Laporan Wartawan TribunSolo.com, Ahmad Syarifudin
TRIBUNSOLO.COM, SOLO – BEM Soloraya belum menentukan langkah aksi lanjutan terkait sejumlah tuntutan yang sebelumnya disampaikan kepada DPRD Surakarta, Jawa Tengah.
Hingga Senin (15/6/2026) sore, belum ada agenda demonstrasi susulan yang dilakukan elemen masyarakat di Kota Solo.
Koordinator Pusat BEM Soloraya, Ridwan Nur Hidayat, mengatakan pihaknya masih melakukan kajian dan evaluasi sebelum memutuskan langkah berikutnya.
“Belum. Ini masih mengkaji semua. Sama evaluasi aksi kemarin,” jelasnya.
Sebelumnya, BEM Soloraya menggelar aksi di depan Gedung DPRD Surakarta pada Jumat (12/6/2026).
Dalam aksi tersebut, mahasiswa menyampaikan sejumlah tuntutan dan memberikan batas waktu tiga hari kepada DPRD Surakarta untuk menindaklanjutinya.
Menurut Ridwan, tindak lanjut aksi akan dipertimbangkan apabila kondisi yang menjadi tuntutan mereka belum menunjukkan perubahan.
“Kalau kemarin Solo itu dikasih batas waktu 3 hari dari DPR. Setelah itu akan ada tindak lanjut apabila perekonomian benar-benar belum stabil,” terangnya.
Senin (15/6/2026) menjadi hari terakhir dari tenggat waktu yang diberikan kepada DPRD Surakarta.
“Ini mungkin teman-teman mengkaji bersama dulu. Nanti kalau ada informasi terkait konsol maupun aksi nanti selalu pantau di akun BEM Soloraya saja. Batas waktu 3 hari hari Jumat. Jadi Sabtu, Minggu Senin,” jelasnya.
Baca juga: Aksi BEM Solo Raya di Tugu Kartasura Sukoharjo, Tagih Janji Satu Tahun Pemerintahan Prabowo-Gibran
Dalam aksi yang digelar pekan lalu, BEM Soloraya menyoroti sejumlah isu yang dinilai berdampak langsung kepada masyarakat.
Beberapa isu yang menjadi perhatian antara lain pelaksanaan Program Makan Bergizi Gratis (MBG), kenaikan harga bahan bakar minyak (BBM), hingga penanganan sampah di Tempat Pembuangan Akhir (TPA) Putri Cempo.
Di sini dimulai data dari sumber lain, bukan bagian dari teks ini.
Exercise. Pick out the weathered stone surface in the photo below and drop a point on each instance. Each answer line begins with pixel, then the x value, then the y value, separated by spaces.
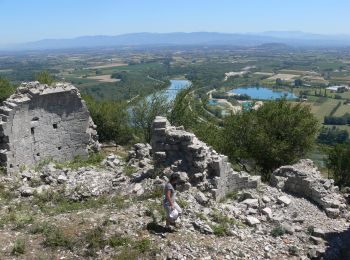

Hingga batas waktu yang ditentukan berakhir pada Senin, BEM Soloraya masih melakukan evaluasi dan kajian internal sebelum memutuskan ada atau tidaknya aksi lanjutan dalam waktu dekat.
Informasi terkait konsolidasi maupun agenda aksi berikutnya akan disampaikan melalui kanal resmi BEM Soloraya.